Configuring the tombstone purge interval

In some environments, the number of tombstones created over a 10-day period may cause performance degradation. You can adjust the time that elapses before a record in Cassandra is eligible for tombstone purge.

About this task

Global Mailbox uses Apache Cassandra as its database. Cassandra is a distributed, peer-oriented (that is, no master) database that uses timestamped tombstones to mark deleted records. By default, tombstones live in the database for 10 days before they are eligible for purging by the Cassandra compaction tool.

If your environment has unusual circumstances, the number of tombstones created over a 10-day period might cause performance degradation. To reduce the impact of too many database tombstones on Global Mailbox, the tombstone purge interval, also known as the garbage collection interval, can be shortened.

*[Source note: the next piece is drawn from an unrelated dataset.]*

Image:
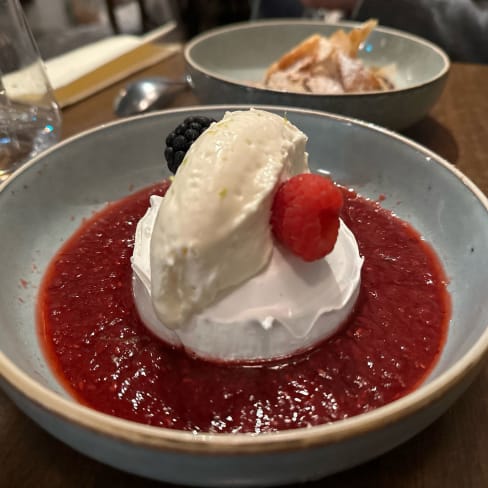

The parameter, gc_grace_seconds, defines the minimum amount of time that must elapse before a record is eligible for tombstone purge. The parameter must be configured separately for each database table in a Cassandra schema.

To configure the tombstone purge interval gc_grace_seconds:

Procedure

  1. Log in to the server where a Cassandra node is installed.
  2. Go to the <install_dir>/apache-cassandra/bin directory.
  3. Type ./cqlsh <host name/IP address>.
    Replace <host name/IP address> with appropriate value for the server where the Cassandra node is installed.
  4. At the cqlsh prompt, type DESC TABLES
  5. For each table listed, run the command, ALTER <keyspace_name>.<table_name> WITH gc_grace_seconds = <newTimeInSec>;
    Replace <keyspace_name> with the keyspace in which the <table_name> is located, and <newTimeInSec> with the wanted integer value for the parameter.
    Tip: The garbage collection grace period is specified in seconds. To view the value for gc_grace_seconds for each table, type DESC TABLE <keyspaces_name>.<table_name>.
    Important: The default value for gc_grace_seconds is 10 days. A shorter grace period comes with risk. If there is a data center or network outage, tombstones created and garbage collected in one data center during the outage might not be replicated to the other data center. Those deleted records might reappear after service is re-established. Unless there are unusual circumstances in your environment that require it, do not set gc_grace_seconds to less than 5 days on any table. Also, the gc_grace_seconds setting affects expiration of the hints generated for hinted handoff, so it is dangerous to reduce gc_grace_seconds below the duration of the hinted handoff window which is 3 hours by default. The Cassandra compaction tool is dependent upon the read repair tool. A read repair must be done before a compaction and requires system resources that can affect the operational performance of Global Mailbox.